This story is copyright Radio World Online.
It was a meeting that may help determine what radio displays of the future looks like.
Members of the National Radio Systems Committee are sifting through display options for multicasting stations on HD Radios. This week they invited station programmers and marketers to give their input during a demonstration at NAB here in Washington.
Delphi, Kenwood, Radiosophy and Boston Acoustics provided receivers for an off-air, one-hour demo of various station multicasting designation possibilities, committee members told RW Online afterwards. Several Washington FMs participated in the demo, including WAMU, WETA, WHUR, WIHT, WBIG, WMZQ, WWDC and WMMJ.
“This is an issue that surfaced in a technical forum, but it is really a marketing issue,” said Milford Smith, co-chair of the DAB Subcommittee of the NRSC, told Radio World. The invited marketers and programmers, he said, provided valuable input during the meeting.
Currently, receivers that decode split digital streams designate additional channels by associating them with the main channel, such as “WXYZ HD-1.” A big point of discussion is whether the display for the supplemental audio channels should remain tied to the main channel visually or not, a discussion that ventures into format and marketing issues.
Dave Wilson, the liaison between the Consumer Electronics Association and the task group working on this display issue, said the committee is also looking at a new numbering approach, one that would give consumers the illusion of a new band for the “new” stations, as well as permutations of the current numbering scheme.
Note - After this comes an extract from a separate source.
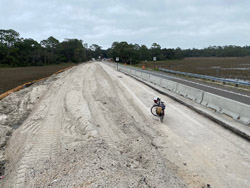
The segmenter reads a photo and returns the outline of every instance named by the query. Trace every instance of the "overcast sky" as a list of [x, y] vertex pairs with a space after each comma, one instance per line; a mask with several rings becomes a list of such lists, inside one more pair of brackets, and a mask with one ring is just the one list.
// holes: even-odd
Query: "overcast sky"
[[0, 29], [166, 48], [250, 45], [250, 0], [0, 0]]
How radio receivers acquire the signal of the new stations, how fast that happens and the implications of whether the user is tuning up or down the dial, are being reviewed. Also under review: the blend-to-analog feature; when that feature is present or not present in the SAP channels; and how this factors into receiver signal acquisition.
There is no clear timeline for when the group will reach its recommendations to the DAB Subcommittee or what form they would take. The results would not be seen in HD Radio receivers that have the ability to decode the multicast signals for a few years, participants said.
Approximately 60 people participated in the discussion, Smith said.